Saturday, January 12, 2013

Dust to dust


The day started gently enough.  I slept in and skipped my morning run, instead making a Starbucks instant mocha from my slightly-delayed Christmas package (thanks, Ma! You’re the best!) and enjoying the cool morning air and the solitude.  Which lasted for all of a minute and a half, before three girls from the Mongol horde—excuse me, El Hadji clan—appeared, little noses pressed against my screen door in an attitude that I find alternately endearing and obnoxious, depending on my mood.

But this morning they were being sweet, and as there were three (and not twenty), I let them in and set them to coloring while I worked on Fulfulde, using them to check vocabulary now and again.
And then my translator, Baigovor, appeared, and things got a little hairy.

We were slated to go up into the hills to some of the more isolated villages in my health district to do interviews and consultations.  He had insisted that we borrow a moto so that he could drive, rather than going with my friend Moussa, who is my primary means of transportation.
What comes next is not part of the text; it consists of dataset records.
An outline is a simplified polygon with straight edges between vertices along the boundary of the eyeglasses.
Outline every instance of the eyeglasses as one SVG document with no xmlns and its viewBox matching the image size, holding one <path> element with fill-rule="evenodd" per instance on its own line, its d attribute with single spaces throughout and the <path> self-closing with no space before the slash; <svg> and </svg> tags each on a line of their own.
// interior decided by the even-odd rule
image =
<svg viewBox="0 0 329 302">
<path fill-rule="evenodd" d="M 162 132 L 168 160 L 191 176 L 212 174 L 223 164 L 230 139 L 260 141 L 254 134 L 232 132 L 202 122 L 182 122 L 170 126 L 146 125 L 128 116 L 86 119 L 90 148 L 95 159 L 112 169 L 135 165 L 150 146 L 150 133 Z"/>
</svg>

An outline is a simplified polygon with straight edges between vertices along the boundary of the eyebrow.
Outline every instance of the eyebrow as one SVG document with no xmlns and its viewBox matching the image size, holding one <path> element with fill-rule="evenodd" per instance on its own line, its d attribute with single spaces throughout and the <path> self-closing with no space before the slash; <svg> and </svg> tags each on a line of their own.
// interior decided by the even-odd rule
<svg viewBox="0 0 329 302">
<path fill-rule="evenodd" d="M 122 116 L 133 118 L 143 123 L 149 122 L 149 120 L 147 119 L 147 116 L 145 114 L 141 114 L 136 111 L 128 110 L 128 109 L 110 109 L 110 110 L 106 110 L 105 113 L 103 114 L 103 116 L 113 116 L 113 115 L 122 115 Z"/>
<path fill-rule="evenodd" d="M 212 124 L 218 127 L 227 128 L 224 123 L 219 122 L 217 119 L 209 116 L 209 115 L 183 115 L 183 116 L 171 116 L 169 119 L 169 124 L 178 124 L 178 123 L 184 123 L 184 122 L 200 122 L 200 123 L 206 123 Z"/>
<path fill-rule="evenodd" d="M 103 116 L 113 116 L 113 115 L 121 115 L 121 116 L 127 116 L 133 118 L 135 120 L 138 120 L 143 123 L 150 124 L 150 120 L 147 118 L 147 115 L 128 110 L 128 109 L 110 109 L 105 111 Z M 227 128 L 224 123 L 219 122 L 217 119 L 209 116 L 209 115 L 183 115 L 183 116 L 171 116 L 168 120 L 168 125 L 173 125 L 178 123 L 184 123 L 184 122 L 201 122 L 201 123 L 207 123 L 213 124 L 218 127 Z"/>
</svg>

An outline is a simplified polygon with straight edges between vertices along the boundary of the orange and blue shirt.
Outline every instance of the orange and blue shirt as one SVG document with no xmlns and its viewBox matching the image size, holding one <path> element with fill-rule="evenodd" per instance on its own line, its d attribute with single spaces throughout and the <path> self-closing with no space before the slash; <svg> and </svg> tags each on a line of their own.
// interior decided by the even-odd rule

I had assumed he was taking care of those arrangements.  He thought I understood that he wanted me to.  As such, neither of us had, necessitating a last-minute scramble, which finally turned up the least encouraging machine I’ve seen.  If it had been furniture, it would have been described as “antiqued”.  The seat was tied on with a red-and-white checked keffiyeh.  This might have been bearable, but that the road, which wound steeply up into the hills, had been torn apart by Sodecoton trucks barreling through to collect the cotton harvest.  After the second time the moto tipped over, I declined to remount, walking the rest of the way and meeting Baigovor at the top. 

Towards the end of my interviews in Ndouzeng, I was shown to the village’s main midwife.  We spoke for half an hour or so about birthing, malnutrition, and traditional healing.  As I stood to leave, she called me back into her compound, where she gifted me a rooster. He made a terrifying journey back down the mountain clamped firmly under my arm, thrice being almost thrown into the bush as I was forced to leap off the moto, or risk falling off. He is now hobbled under a tree behind my house.  I have named him The General. 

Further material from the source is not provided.